Court Conduct

  1. Play at your own risk
  2. If renting a Padel bat – payment must be made before play starts
  3. Play is only permitted for the duration of your booking time
  4. Dress code – active/sports wear
  5. No playing barefoot – Proper sports shoes required (Preferably Padel, Tennis or running shoes)
  6. Before play starts – Padel bat must be looped around the wrist
  7. Only 4 players allowed p/court unless otherwise stated or due to squad training etc.
  8. Please immediately return any rental padels back to the Padel Centre on completion of your booking
  9. Please leave your gym bag, sweat towel and water bottle outside the court
  10. Retrieve all balls that you may hit outside the court
  11. No jumping over the net
  12. No high heeled shoes on the court
  13. Only Padel balls are allowed to be played with on the court
  14. No tennis or squash raquets allowed on Padel courts
  15. No smacking the glass, turf, steel or net intentionally
  16. No Glass or Alcohol allowed on the court – please use the basket outside each court to hold your drinks
  17. No playing whilst inebriated
  18. No food or eating allowed on the court
  19. No gum chewing on the court
  20. You may not bring your own food or alcohol to Irene Country Club
  21. No small children unaccompanied on the court
  22. No Smoking/vaping inside the court (Alleyways between and around the courts are also a non-smoking area).
  23. Please do not litter – use bins provided.
  24. The Management reserves the right of admission

Padel Rules


  • Padel uses the same scoring system as tennis.

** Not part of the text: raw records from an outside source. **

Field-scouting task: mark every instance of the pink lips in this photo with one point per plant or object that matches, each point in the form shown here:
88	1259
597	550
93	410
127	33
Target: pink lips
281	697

  • With regard to the serve, the following rules apply:
– In padel, all play begins with an underarm serve from the right service court into the opponent’s court diagonally across similar to tennis.
– The server must allow the ball to bounce once before hitting it and the ball must be hit at or below waist level.
– The server must keep at least one foot on the ground when hitting the serve.
– The server’s feet may not touch or cross the service line while serving.
– Contact with the ball across the centre service line is allowed.
– The serve must land in the opponent’s service box.
– If the ball bounces in the service box and strikes the side or back wall, it is a valid serve and must be played by the opposing player.
– If the ball hits the net then bounces in the service box and strikes the side or back wall, it is a let and must be replayed.
– If the ball lands in the service box and hits the wire fencing, it is considered a fault.
– If the ball hits the net then lands in the service box and hits the wire fencing, it is considered a fault.
– In padel as in tennis, you get a second serve.

What’s In

– The following are allowed:
– The lines are considered in play only during the initial serve.
– Otherwise, they are not a factor in determining the outcome of each point in the game.
– All players are permitted to play a ball off any of the walls on their own side of the court.

What’s Out

– The opposition wins a point if:
– The ball bounces twice in any area on your side of the court.
– The ball strikes you or your teammate while in play.
– The ball hits the wire fencing, posts or any other fixture before going over the net or landing on the opponent’s court.
– The ball hits the wire fence or walls before bouncing on the opponent’s side of the court.


  • – The ball can be taken out of the air by any player except on the initial serve and the return of serve.


Padel Background


Padel is a form of racquet sport and is a close relative of tennis. Although not as popular as tennis across the world, it is particularly popular in Spanish speaking countries such as Mexico, Spain and Argentina.

As a sport it is growing and the game is spreading into more and more countries across the globe year-on-year and its popularity in Spanish holiday resorts has exposed it to a lot of British visitors, making the UK one of the countries with the quickest uptake of the sport.

Popular too in the USA, it is known there as Paddle and is often thought of as a game played in exclusive country clubs by the more affluent members of society. However, more and more schools are beginning to form Paddle clubs.

As a game, it is very similar to tennis, however there are some slight differences. Played only in doubles, it is also played on an enclosed court that is significantly smaller than a tennis court and has walls that can be used during the game. However, the balls used are almost identical (although with slightly less pressure) and the scoring system is the same.

Padel is a relatively new sport invented in Mexico in 1969 by a gentleman known as Enrique Corcuera when he modified a plot of his land and paced walls all around it and began playing a form of tennis on it with a friend Mr Corcuera from Spain.

The first official court was installed in an exclusive Marbella club and was popular with Argentinian Polo players who then took the game back to South America where its popularity spread even more. Padel is overseen by the International Padel Federation.